Saved through the waters of the Flood.

Peter wants us to find hope and courage through Noah, his struggles and his victory.


The Flood was a real event, occurring in a real time and place. Many ancient documents testify to it, most of whose people had no contact with Jews or Christians. Outside of the Bible, the Flood Stories got mixed up, of course, but they are recognizable, and that's hard to account for unless there really was a Flood!

Peter believes in a literal Flood, but he's not giving a history lesson. As one taught by Jesus, he knows that the entire Old Testament Scriptures points to Christ, including the Flood Story.

Of the many lessons he might have drawn from it, he chose the one best suited to further his argument. Here's what it is:

Just as Noah was justified and rescued by the waters of the Flood, so we are justified and rescued by the waters of baptism.

Does baptism itself save? Of course not, but what it symbolizes does save. What's that? The death, burial, and resurrection of Christ. In this scheme, our baptism becomes a powerful reminder of what Christ did for us--and what it means to us as witnesses for Him.

Witnessing means we'll have to die with Christ, but it also means we will rise with Him and share in the power and glory of His Resurrection.


Ridicule and rejection are hard to take. We all want to belong, to be respected and well-liked. Sometimes witnessing is consistent with these things, but, most of the time, it is not. Most of the time, your witnessing will result in you being disliked and disrespected.

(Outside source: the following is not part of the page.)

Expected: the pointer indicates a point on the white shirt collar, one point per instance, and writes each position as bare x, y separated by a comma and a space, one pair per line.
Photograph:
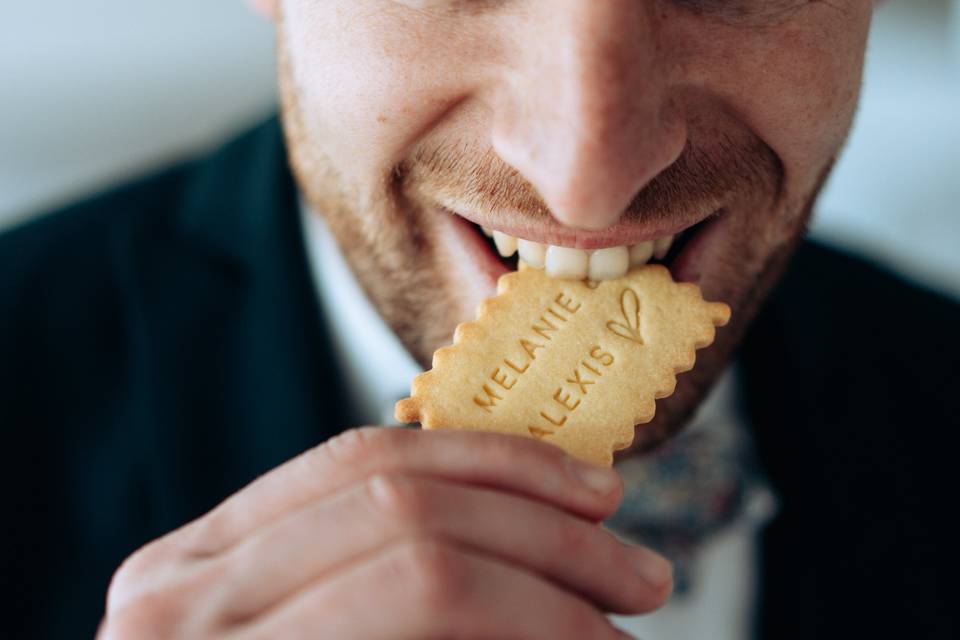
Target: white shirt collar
377, 367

This means you will be tempted to shut up when you ought to speak up, and to speak vaguely when you ought to speak plainly. No amount of nagging or rebuking or playing on your guilt will free you from this fear. Only the Gospel will do that, and that's why Peter appeals to it.

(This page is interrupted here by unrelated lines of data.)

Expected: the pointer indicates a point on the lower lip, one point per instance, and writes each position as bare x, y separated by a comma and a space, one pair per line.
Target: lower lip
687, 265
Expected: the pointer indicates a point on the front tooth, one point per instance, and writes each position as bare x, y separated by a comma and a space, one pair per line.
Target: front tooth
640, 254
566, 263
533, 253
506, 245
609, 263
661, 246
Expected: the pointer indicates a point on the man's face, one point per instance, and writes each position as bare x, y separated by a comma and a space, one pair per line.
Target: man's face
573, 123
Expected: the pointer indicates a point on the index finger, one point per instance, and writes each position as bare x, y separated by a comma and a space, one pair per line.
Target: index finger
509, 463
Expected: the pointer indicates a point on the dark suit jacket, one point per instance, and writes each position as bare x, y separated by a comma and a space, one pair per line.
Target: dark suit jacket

He tells us to follow the example of Christ, but rather than leaving it there, he tells us what the example of Christ did for us: it brought us to God, that is it resulted in the forgiveness of sin and gave us a new heart, access to God and His favor, and a hope that will not disappoint.

He tells us to follow the example of Noah, but he also reminds us of Noah's end, salvation through water, a salvation that Christ has won for us as well and testified to it with our baptism.

He leaves us with God's Perfect Witness, Jesus Christ, at the right hand of God, with all His critics now made subject to Him. He offers us a place in Christ's victory.

Let us therefore, witness, witness boldly, witness wisely, and witness consistently. Let us witness in patience, knowing that any losses we incur in this world will be more than made up for in the world to come.